Le Fooding tra spaghetti, pizza e panni stesi. A Milano!
Le Grand Fooding, a Milano è una vera festa dell’unità per la cucina italiana nel mondo. “Il trionfo dello spaghetto gigante”, così l’ha lanciato Alexandre Cammas, critico gastronomico e fondatore dell’evento.
La tappa milanese di questa manifestazione internazionale, alla quale hanno preso parte chef italiani, francesi, brasiliani, americani e inglesi, si è svolta in Via Tortona, in una zona di Milano famosa per il design e per l’organizzazione di grandi eventi.
La serata era divisa in tre parti: ‘Le grand preludio’, ‘Le grand banchetto San Pellegrino e Acqua Panna’ e ‘Le grand tabu’. Gli appassionati della gastronomia hanno iniziato ad arrivare verso le 19. La prima sorpresa della serata è stata l’aperitivo all’aperto. Fortunatamente, le bollicine di un bicchiere o due di Mumm Cuvée privilege hanno riscaldato per venti minuti l’attesa di un assaggio di pizza.
Bisogna riconoscere che l’attesa è stata ripagata. Il primo assaggio è stato di una pizza sottilissima con polpette di vitello, prosciutto, panna e salvia, preparato da Jon Pollard (Pizza East, Londra). Davvero strepitosa.
Al lato accanto, i pizzaioli Jed Cote e Charlie Hallowell rappresentavano un approccio californiano alla tradizione italiana con la sua pizza ai calamari, aioli e pomodorini. Senza dubbio buona, ma non offriva niente di particolarmente speciale rispetto alla prima. Al minimo, dimostrava che anche gli Americani sanno fare la pizza.
Un campanello è suonato alle 8,30 e lo staff di Le Fooding, vestito in nero con delle luci posizionate su un cappello, ci ha guidati dentro per la cena. Grandi tavole comunali e panni bianchi stesi da sopra ricreavano l’identità dell’Italia conosciuta e amata in tutto il mondo. Ma insieme alle vecchie tradizioni del Belpaese vi erano dei segni di un Italia con una creatività gastronomica moderna.
Ho già detto che abbiamo mangiato al buio?
Il primo atto della cena era un buonissimo crudo di pesce dello chef Mauro Colagreco (ristorante Mirazur, Menton) abbinato con sapori freschissimi del lime, cetriolo, mela verde e radicchio rosso.
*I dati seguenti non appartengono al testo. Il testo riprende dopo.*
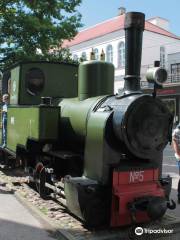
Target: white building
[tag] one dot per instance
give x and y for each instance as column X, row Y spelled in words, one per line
column 158, row 43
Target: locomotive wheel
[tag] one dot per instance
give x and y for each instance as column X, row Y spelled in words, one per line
column 40, row 179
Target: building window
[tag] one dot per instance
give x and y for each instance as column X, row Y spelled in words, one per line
column 175, row 72
column 75, row 57
column 162, row 56
column 109, row 54
column 96, row 53
column 83, row 56
column 121, row 54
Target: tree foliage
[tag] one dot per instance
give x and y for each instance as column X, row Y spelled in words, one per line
column 31, row 26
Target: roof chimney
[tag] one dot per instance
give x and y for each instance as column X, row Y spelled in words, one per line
column 122, row 10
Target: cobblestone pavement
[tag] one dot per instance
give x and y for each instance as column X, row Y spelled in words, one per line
column 16, row 222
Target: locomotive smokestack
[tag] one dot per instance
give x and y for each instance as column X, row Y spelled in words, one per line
column 134, row 27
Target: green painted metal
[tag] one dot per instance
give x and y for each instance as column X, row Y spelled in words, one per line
column 61, row 81
column 95, row 78
column 97, row 153
column 38, row 123
column 14, row 85
column 74, row 116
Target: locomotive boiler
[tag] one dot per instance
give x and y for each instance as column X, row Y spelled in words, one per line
column 103, row 150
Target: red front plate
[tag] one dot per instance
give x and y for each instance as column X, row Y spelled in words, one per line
column 130, row 185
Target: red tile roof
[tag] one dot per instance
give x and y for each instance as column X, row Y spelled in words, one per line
column 110, row 26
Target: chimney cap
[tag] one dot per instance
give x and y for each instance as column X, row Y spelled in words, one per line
column 122, row 10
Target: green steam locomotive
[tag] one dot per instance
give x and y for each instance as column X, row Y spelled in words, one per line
column 102, row 151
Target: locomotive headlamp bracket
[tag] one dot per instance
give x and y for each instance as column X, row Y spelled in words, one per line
column 156, row 75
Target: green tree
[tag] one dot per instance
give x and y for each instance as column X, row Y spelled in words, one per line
column 31, row 26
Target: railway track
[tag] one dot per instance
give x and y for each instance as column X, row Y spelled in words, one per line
column 67, row 225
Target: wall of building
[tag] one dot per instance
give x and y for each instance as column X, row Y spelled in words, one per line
column 150, row 50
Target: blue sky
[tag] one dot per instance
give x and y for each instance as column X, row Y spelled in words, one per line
column 96, row 11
Il secondo atto, molto atteso, era un piatto (ovvero un bicchiere) di Massimo Bottura chiamato “Milano da bere… o da mangiare”? La reinterpretazione dei sapori della tradizione milanese era una riduzione di ossobuco, midollo e zafferanno cui andava aggiunto il riso soffiato a tavola. Il fatto di servire una creazione cosi a centinai di persone richiedeva che il riso soffiato fosse distribuito fra diverse persone in un solo bicchiere, presentando una sfida sulle giuste proporzioni. La grande anticipazione ha sollevato pareri discordanti ed un pizzico di delusione. Ma la partecipazione di Bottura, con un’idea innovativa e creativa, era simbolo di un’Italia che sta emergendo come punto di forza della cucina moderna nel mondo.
Rappresentando il Sud Italia, lo chef Pino Cuttaia (ristorante La Madia, Licata) ha preparato il terzo atto: baccalà all’affumicata di pigna, patata schiacciata e condimento alla pizzaiola. Niente di rischioso, ma il pesce, morbido e molto saporito, era buonissimo ed è riuscito a convincere tutti.
Il quarto atto era una creazione fushion brasiliana-italiana con tagliolini di pupunha al pesto di rucola e seppioline, preparato dallo chef Pier Paolo Picchi (Picchi restaurante, Sao Paulo). Piatto interessante ma che mi ricordava quanto io stimi i tagliolini… quelli all’italiana.
Dopo cena è arrivata l’ora de “le grand tabu”, naturalmente offerto da le grand sponsor”. Oltre alla bomba di gelato Haagen-Dazs (proibito dalla polizia) e Havana rum cocktails (proibito dagli americani) c’erano degli assaggi di carne cruda (proibito dai vegetariani) della Macelleria Cazzamali a Romanengo.
Quest’anno, grazie anche al suo aspetto bizzarro, Le Fooding non ha deluso. Divertente e sorprendente, l’evento ha messo insieme gli aspetti vecchi, nuovi e sempre amati dell’onnipresente cucina italiana nel mondo.